Written by Nicola Shbrook Nutrition graduate
This tropical fruit is refreshing and delicious, and like most plant foods, it also has great nutritional benefits. Nicola Shbrook, a qualified dietitian, explains it all.
What is mango?
Mangoes (Mangifera indica) are fruits with a tropical core the size of a grapefruit. The color of the skin is yellow, green or red-green, the flesh is soft and yellow, and the fruit has a hard, inedible hole in the middle.
Mangoes are native to Southeast Asia, but are now grown in other countries, including the United States, Mexico, and the Caribbean.
mango nutritional profile
80 grams of fresh mango provides:
- 48 kcal / 200 kJ
- 0.7 g protein
- 0.3 g fat
- 11.2 g carbs
- 1.3 grams of fiber
- 134 mg potassium
- 29 mg Vitamin C
An 80g serving of fresh mango is one of five foods a day. When dried, a portion of 30 g is enough.
Top 5 health benefits of mango
1. Rich in protective antioxidants
Mango is a good source of protective compounds with antioxidant properties. These phytochemicals include galothannins and mangiferin. Both have been studied for their ability to counteract oxidative stress associated with daily living and exposure to toxins.
As with other plant foods, many of these compounds are found in and just below the skin. A 2012 study of mango skin concluded that it may play a role in preventing obesity, thanks to the phytochemicals present in it.
2. May aid in digestion
A pilot study from 2018 showed that people with chronic constipation who ate mangoes over a 4-week period saw a significant improvement in their symptoms, in part due to the fiber content, but likely thanks to other compounds in the fruit as well. Interestingly, the leaves of the mango tree also show potential antidiarrheal activity due to the phytochemicals they contain.
A previous animal study found that the intestinal bacteria of obese mice fed a high-fat diet improved after adding mango to their diet. Studies suggest this may be due to polyphenols, which are protective compounds like gallo-tannin found in the fruit. Mango’s phytochemicals have also been studied for their stomachic effect, providing anti-inflammatory and antioxidant properties to the digestive system, and may also help reduce inflammation in conditions such as ulcerative colitis.

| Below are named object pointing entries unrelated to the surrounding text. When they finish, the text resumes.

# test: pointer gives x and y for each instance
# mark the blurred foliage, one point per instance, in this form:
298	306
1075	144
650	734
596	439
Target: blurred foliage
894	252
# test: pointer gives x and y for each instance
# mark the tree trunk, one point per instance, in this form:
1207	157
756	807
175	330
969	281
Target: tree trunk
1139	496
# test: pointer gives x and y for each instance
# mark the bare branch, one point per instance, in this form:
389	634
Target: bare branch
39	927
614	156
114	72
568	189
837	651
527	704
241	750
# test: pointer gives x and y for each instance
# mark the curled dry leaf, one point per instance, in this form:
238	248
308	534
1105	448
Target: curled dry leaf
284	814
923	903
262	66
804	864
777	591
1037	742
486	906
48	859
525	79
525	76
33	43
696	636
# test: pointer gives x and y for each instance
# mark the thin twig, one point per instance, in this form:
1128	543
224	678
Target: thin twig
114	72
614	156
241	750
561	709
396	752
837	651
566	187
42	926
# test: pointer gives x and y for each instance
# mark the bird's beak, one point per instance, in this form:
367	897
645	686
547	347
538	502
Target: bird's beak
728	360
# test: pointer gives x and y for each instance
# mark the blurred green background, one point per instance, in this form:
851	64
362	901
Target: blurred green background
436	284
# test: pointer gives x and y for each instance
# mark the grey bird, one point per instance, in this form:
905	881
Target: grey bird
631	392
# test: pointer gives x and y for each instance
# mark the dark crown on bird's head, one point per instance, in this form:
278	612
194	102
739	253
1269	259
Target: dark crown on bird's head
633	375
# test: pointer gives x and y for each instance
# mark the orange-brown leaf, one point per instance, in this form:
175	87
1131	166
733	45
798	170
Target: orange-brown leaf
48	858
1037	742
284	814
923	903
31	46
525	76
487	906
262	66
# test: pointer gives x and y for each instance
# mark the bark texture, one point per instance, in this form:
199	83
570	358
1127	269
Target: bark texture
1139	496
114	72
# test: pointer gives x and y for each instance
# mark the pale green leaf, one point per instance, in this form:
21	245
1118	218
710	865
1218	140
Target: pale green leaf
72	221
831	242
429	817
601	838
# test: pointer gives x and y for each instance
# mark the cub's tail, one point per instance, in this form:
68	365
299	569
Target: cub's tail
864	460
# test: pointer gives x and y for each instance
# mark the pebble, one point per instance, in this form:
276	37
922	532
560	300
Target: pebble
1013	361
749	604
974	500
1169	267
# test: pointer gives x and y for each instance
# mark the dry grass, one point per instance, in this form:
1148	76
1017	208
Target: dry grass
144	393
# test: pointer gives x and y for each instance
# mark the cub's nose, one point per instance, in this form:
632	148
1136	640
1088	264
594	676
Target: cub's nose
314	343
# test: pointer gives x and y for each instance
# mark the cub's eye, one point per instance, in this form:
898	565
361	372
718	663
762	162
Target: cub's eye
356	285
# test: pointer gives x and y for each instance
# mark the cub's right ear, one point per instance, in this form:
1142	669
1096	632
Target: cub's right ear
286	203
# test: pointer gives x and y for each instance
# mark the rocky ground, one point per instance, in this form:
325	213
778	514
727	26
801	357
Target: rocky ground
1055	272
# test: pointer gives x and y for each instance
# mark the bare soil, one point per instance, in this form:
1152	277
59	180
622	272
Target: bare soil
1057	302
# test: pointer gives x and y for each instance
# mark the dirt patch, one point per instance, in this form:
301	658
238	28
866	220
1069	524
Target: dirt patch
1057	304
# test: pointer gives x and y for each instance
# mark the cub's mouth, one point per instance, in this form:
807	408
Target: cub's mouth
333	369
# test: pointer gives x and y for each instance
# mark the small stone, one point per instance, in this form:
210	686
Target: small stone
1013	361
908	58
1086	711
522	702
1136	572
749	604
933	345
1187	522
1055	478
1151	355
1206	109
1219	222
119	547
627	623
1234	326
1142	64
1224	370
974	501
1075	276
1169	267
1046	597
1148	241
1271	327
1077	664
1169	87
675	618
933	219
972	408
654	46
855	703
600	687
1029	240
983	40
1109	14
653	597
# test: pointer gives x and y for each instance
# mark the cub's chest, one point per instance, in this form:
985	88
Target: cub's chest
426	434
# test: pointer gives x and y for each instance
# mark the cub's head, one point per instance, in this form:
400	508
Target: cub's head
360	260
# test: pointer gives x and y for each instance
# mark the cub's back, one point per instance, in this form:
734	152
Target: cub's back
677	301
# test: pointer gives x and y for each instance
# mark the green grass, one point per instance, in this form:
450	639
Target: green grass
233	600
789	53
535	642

3. May help maintain healthy skin and hair
Mango contains reasonable levels of vitamins A and C. Vitamin C is involved in the formation of collagen – the protein that acts as a scaffold for the skin, keeping it plump and firm. Vitamin C is one of the most important antioxidants, playing a protective role against environmental damage; Vitamin C deficiency can affect wound healing and increase fine lines and wrinkles. Our hair also needs vitamin C, both to produce collagen and to facilitate the absorption of iron, an important mineral essential for hair growth.
All cells need vitamin A for their growth, including skin and hair. Some studies suggest that vitamin A may have protective effects against the signs of aging. One of the main roles of vitamin A is its involvement in the production of sebum, the oily substance that moisturizes our skin and scalp.
4. May Support Heart Health
A 2016 animal study suggested that mangerine provides heart-protective benefits, including reducing inflammation. Other animal studies suggest that the same phytochemical may help balance cholesterol.
While these animal studies are encouraging, human trials do not exist and more research is needed to assess whether these benefits replicate in humans.
5. May promote eye health
The orange pulp of mango tells us that it is rich in carotenoids that promote eye health. In particular, they provide lutein and zeaxanthin, two carotenoids that play an important role in the retina, protecting it from sunlight and blue light emitted by digital devices. Lutein and zeaxanthin are particularly useful in combating signs of age-related macular degeneration.
Is mango safe for everyone?
Unless you are allergic, mangoes are generally recognized as safe for most people when they are part of a varied and balanced diet. However, some sensitive people may experience contact dermatitis on contact with the fruit.